[<prev] [next>] [<thread-prev] [day] [month] [year] [list]
Message-ID: <0101016e7f6441dc-8b48f47b-1771-4616-a198-6aeda4030807-000000@us-west-2.amazonses.com>
Date: Mon, 18 Nov 2019 16:41:47 +0000
From: Neeraj Upadhyay <neeraju@...eaurora.org>
To: paulmck@...nel.org
Cc: josh@...htriplett.org, joel@...lfernandes.org, rostedt@...dmis.org,
mathieu.desnoyers@...icios.com, jiangshanlai@...il.com,
linux-kernel@...r.kernel.org, rcu@...r.kernel.org,
pkondeti@...eaurora.org, prsood@...eaurora.org,
gkohli@...eaurora.org
Subject: Re: [PATCH] rcu: Fix missed wakeup of exp_wq waiters
Hi Paul,
On 11/18/2019 8:38 PM, Paul E. McKenney wrote:
> On Mon, Nov 18, 2019 at 09:28:39AM +0000, Neeraj Upadhyay wrote:
>> Hi Paul,
>>
>> On 11/18/2019 3:06 AM, Paul E. McKenney wrote:
>>> On Fri, Nov 15, 2019 at 10:58:14PM +0530, Neeraj Upadhyay wrote:
>>>> For the tasks waiting in exp_wq inside exp_funnel_lock(),
>>>> there is a chance that they might be indefinitely blocked
>>>> in below scenario:
>>>>
>>>> 1. There is a task waiting on exp sequence 0b'100' inside
>>>> exp_funnel_lock().
>>>>
>>>> _synchronize_rcu_expedited()
>>>
>>> This symbol went away a few versions back, but let's see how this
>>> plays out in current -rcu.
>>>
>>
>> Sorry; for us this problem is observed on 4.19 stable version; I had
>> checked against the -rcu code, and the relevant portions were present
>> there.
>>
>>>> s = 0b'100
>>>> exp_funnel_lock()
>>>> wait_event(rnp->exp_wq[rcu_seq_ctr(s) & 0x3]
>>>
>>> All of the above could still happen if the expedited grace
>>> period number was zero (or a bit less) when that task invoked
>>
>> Yes
>>
>>> synchronize_rcu_expedited(). What is the relation, if any,
>>> between this task and "task1" below? Seems like you want them to
>>> be different tasks.
>>>
>>
>> This task is the one which is waiting for the expedited sequence, which
>> "task1" completes ("task1" holds the exp_mutex for it). "task1" would
>> wake up this task, on exp GP completion.
>>
>>> Does this task actually block, or is it just getting ready
>>> to block?
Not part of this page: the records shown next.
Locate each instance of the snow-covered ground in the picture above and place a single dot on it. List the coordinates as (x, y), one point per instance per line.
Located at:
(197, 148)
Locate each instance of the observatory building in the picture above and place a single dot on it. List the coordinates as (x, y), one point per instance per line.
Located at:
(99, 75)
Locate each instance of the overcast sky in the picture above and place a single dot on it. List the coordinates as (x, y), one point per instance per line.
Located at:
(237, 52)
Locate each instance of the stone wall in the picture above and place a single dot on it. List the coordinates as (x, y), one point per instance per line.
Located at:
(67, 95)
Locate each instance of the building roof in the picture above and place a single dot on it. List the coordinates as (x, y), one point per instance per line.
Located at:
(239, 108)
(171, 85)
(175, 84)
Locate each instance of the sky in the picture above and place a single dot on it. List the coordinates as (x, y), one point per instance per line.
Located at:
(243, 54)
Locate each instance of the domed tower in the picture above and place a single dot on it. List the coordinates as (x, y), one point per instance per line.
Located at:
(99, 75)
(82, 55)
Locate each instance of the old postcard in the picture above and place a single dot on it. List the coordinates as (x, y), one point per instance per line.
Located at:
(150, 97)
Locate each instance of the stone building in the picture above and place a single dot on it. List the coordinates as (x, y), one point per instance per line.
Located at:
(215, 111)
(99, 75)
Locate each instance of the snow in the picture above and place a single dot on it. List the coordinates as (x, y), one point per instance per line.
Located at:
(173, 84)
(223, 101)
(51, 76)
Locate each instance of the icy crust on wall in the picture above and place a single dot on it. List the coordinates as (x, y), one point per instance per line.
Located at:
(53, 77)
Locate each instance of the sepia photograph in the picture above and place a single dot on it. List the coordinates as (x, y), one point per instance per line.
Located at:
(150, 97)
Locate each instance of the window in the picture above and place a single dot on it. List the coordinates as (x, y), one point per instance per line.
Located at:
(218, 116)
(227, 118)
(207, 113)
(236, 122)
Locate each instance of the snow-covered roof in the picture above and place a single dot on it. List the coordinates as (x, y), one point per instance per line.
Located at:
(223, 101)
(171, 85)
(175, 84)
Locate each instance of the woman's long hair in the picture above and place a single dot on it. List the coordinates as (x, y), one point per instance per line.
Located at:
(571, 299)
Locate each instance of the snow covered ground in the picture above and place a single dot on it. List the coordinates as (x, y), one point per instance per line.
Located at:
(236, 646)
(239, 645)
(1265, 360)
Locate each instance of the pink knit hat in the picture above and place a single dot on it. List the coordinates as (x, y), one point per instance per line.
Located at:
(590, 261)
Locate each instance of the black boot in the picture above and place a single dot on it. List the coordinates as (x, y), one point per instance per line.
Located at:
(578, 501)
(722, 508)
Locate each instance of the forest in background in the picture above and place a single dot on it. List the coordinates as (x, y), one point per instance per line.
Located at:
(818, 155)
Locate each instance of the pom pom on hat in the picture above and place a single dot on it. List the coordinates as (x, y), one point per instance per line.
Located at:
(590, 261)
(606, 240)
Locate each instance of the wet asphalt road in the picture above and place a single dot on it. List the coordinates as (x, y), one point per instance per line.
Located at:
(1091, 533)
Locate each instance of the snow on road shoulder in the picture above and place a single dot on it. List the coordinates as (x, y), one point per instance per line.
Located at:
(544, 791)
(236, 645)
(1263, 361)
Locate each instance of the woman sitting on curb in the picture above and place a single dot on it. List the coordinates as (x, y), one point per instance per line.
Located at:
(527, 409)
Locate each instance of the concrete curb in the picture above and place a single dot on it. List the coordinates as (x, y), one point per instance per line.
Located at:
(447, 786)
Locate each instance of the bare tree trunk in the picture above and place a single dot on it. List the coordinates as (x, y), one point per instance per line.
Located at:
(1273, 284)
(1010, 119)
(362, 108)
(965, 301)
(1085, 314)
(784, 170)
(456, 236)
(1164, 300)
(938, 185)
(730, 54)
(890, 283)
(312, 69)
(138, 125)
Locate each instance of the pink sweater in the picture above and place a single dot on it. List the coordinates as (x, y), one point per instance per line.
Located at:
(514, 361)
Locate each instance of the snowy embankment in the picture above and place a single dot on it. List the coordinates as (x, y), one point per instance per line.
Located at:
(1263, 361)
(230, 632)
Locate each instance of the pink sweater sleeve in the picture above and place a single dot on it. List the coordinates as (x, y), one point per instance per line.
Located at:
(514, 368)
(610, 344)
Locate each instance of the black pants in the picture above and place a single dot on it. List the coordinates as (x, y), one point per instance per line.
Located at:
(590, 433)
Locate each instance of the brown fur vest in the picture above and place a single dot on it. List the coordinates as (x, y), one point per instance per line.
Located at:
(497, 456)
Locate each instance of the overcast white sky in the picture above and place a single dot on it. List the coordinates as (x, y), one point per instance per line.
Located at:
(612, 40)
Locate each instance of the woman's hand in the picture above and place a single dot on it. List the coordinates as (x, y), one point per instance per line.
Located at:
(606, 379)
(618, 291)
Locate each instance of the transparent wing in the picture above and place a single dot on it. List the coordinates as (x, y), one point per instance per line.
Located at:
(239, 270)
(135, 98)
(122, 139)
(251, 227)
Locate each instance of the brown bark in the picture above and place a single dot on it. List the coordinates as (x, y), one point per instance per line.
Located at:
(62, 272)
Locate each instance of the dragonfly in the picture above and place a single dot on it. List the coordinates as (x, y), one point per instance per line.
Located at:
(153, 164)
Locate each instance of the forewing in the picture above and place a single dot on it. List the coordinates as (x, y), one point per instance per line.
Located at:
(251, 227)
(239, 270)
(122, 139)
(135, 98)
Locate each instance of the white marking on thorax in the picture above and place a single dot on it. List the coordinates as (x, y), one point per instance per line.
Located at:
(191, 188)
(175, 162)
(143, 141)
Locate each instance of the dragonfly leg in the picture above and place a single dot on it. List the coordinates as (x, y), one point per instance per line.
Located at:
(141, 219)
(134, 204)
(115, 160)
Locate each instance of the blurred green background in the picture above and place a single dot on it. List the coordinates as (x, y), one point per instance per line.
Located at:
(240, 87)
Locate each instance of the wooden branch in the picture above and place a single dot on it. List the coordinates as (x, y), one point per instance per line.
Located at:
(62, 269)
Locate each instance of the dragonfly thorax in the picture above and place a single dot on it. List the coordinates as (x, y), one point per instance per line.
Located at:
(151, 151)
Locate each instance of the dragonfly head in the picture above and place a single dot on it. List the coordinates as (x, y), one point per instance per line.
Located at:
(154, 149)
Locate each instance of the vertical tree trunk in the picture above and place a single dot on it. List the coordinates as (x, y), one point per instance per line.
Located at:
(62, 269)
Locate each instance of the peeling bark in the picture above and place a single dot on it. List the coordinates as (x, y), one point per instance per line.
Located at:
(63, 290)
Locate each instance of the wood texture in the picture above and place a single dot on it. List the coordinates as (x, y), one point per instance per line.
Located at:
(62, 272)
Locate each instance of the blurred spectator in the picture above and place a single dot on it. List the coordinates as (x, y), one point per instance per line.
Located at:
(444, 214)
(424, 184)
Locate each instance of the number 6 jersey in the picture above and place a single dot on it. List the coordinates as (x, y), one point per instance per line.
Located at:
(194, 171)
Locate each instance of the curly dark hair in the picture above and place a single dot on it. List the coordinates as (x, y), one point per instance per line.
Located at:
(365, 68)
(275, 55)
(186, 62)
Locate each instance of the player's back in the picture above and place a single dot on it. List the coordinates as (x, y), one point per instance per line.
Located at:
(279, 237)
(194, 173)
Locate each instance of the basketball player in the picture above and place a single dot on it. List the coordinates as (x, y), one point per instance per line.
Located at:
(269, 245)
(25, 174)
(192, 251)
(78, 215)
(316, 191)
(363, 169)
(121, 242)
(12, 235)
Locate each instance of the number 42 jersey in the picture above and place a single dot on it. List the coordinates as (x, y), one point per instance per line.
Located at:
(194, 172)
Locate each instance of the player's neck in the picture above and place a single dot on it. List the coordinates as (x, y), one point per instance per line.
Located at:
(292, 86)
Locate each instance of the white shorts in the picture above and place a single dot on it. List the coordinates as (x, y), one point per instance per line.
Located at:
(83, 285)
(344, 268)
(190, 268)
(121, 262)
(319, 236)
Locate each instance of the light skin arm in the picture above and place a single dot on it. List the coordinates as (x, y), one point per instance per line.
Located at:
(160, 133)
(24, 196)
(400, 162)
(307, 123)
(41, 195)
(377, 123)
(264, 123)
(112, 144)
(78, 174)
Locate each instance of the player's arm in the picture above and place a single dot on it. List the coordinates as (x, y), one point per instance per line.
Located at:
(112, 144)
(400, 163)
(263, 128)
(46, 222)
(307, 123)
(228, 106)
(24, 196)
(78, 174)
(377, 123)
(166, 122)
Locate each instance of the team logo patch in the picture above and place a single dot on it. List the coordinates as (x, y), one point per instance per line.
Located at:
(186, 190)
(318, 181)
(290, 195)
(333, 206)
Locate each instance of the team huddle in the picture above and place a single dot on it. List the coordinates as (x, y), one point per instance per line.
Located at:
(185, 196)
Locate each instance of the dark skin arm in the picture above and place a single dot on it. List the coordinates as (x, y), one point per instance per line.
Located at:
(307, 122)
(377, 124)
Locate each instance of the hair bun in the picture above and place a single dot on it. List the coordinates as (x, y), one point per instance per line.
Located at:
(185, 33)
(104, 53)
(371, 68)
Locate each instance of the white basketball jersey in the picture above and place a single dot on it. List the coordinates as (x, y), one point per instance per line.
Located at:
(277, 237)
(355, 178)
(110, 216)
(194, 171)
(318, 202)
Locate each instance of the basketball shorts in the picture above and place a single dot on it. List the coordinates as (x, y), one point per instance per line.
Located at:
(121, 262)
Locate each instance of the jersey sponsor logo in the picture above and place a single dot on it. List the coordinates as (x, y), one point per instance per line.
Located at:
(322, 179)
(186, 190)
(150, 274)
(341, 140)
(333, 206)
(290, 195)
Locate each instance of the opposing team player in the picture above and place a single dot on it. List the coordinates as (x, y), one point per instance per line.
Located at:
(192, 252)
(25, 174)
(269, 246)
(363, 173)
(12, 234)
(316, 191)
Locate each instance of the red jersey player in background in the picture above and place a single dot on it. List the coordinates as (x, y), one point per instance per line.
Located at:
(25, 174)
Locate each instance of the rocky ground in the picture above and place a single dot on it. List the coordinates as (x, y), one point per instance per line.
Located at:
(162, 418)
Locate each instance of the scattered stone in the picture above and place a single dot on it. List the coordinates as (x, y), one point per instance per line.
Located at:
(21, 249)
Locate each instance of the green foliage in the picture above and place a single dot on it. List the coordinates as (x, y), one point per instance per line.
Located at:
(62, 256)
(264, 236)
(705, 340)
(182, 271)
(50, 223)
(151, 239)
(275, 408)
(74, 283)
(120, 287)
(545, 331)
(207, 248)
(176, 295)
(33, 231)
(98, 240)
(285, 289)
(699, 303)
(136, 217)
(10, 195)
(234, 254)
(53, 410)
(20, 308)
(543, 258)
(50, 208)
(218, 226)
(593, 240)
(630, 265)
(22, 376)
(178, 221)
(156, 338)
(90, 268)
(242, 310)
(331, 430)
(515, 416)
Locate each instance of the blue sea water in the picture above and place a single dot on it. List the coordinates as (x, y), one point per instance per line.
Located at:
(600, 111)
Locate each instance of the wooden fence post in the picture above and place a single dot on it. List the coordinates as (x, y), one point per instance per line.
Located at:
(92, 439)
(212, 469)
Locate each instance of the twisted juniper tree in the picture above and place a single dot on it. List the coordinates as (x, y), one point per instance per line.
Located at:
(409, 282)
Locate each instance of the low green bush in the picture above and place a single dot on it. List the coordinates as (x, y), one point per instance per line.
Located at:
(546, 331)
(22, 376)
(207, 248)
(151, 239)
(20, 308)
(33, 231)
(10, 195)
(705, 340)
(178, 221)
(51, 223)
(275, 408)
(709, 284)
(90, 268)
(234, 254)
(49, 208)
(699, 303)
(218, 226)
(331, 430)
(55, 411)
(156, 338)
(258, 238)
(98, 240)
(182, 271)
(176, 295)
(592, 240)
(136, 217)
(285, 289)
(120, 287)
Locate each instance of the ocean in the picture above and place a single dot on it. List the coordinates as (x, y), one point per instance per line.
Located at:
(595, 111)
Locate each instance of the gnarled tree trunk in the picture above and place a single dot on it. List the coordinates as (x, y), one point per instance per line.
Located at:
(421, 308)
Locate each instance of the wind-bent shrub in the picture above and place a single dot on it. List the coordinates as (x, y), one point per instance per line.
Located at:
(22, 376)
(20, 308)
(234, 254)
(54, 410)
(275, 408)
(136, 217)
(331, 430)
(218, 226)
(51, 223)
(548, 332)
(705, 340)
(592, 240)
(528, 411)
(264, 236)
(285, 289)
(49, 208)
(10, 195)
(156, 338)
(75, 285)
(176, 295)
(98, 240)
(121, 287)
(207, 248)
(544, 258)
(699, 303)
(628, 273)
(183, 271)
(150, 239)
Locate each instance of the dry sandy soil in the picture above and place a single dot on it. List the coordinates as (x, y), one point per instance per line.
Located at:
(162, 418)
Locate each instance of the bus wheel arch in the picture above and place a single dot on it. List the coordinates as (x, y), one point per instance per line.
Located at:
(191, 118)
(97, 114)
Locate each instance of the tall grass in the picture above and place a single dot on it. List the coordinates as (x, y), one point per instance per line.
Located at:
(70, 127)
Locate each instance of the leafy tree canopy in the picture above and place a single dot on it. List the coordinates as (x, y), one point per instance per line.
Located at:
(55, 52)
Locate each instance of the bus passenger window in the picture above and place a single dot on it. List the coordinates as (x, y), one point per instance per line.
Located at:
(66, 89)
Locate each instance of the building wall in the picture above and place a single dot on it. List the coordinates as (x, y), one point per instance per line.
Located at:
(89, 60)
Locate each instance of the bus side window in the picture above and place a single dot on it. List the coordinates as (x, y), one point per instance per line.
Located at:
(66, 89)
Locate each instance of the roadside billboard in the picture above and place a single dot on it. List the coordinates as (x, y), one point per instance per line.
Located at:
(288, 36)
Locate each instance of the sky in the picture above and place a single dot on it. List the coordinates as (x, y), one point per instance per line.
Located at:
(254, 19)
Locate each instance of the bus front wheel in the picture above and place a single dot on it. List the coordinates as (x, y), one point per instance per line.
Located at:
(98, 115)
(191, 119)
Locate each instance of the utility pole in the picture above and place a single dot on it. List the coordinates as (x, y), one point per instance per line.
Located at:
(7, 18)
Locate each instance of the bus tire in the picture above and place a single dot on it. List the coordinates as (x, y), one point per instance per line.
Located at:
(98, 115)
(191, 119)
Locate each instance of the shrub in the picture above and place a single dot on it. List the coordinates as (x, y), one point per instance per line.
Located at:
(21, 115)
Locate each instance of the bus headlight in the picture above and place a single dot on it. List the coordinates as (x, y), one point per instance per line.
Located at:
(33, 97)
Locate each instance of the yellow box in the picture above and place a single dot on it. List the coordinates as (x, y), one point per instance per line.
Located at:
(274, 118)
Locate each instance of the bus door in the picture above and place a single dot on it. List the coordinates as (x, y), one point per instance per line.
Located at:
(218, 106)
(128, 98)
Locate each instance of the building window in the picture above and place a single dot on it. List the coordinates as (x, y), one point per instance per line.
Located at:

Seems like you need it to have actually blocked.
>>>
>>
>> Yes, it actually blocked in wait queue.
>>
>>>> 2. The Exp GP completes and task (task1) holding exp_mutex queues
>>>> worker and schedules out.
>>>
>>> "The Exp GP" being the one that was initiated when the .expedited_sequence
>>> counter was zero, correct? (Looks that way below.)
>>>
>> Yes, correct.
>>
>>>> _synchronize_rcu_expedited()
>>>> s = 0b'100
>>>> queue_work(rcu_gp_wq, &rew.rew_work)
>>>> wake_up_worker()
>>>> schedule()
>>>>
>>>> 3. kworker A picks up the queued work and completes the exp gp
>>>> sequence.
>>>>
>>>> rcu_exp_wait_wake()
>>>> rcu_exp_wait_wake()
>>>> rcu_exp_gp_seq_end(rsp) // rsp->expedited_sequence is incremented
>>>> // to 0b'100'
>>>>
>>>> 4. task1 does not enter wait queue, as sync_exp_work_done() returns true,
>>>> and releases exp_mutex.
>>>>
>>>> wait_event(rnp->exp_wq[rcu_seq_ctr(s) & 0x3],
>>>> sync_exp_work_done(rsp, s));
>>>> mutex_unlock(&rsp->exp_mutex);
>>>
>>> So task1 is the one that initiated the expedited grace period that
>>> started when .expedited_sequence was zero, right?
>>>
>>
>> Yes, right.
>>
>>>> 5. Next exp GP completes, and sequence number is incremented:
>>>>
>>>> rcu_exp_wait_wake()
>>>> rcu_exp_wait_wake()
>>>> rcu_exp_gp_seq_end(rsp) // rsp->expedited_sequence = 0b'200'
>>>>
>>>> 6. As kworker A uses current expedited_sequence, it wakes up workers
>>>> from wrong wait queue index - it should have worken wait queue
>>>> corresponding to 0b'100' sequence, but wakes up the ones for
>>>> 0b'200' sequence. This results in task at step 1 indefinitely blocked.
>>>>
>>>> rcu_exp_wait_wake()
>>>> wake_up_all(&rnp->exp_wq[rcu_seq_ctr(rsp->expedited_sequence) & 0x3]);
>>>
>>> So the issue is that the next expedited RCU grace period might
>>> have completed before the completion of the wakeups for the previous
>>> expedited RCU grace period, correct? Then expedited grace periods have
>>
>> Yes. Actually from the ftraces, I saw that next expedited RCU grace
>> period completed while kworker A was in D state, while waiting for
>> exp_wake_mutex. This led to kworker A using sequence 2 (instead of 1) for
>> its wake_up_all() call; so, task (point 1) was never woken up, as it was
>> waiting on wq index 1.
>>
>>> to have stopped to prevent any future wakeup from happening, correct?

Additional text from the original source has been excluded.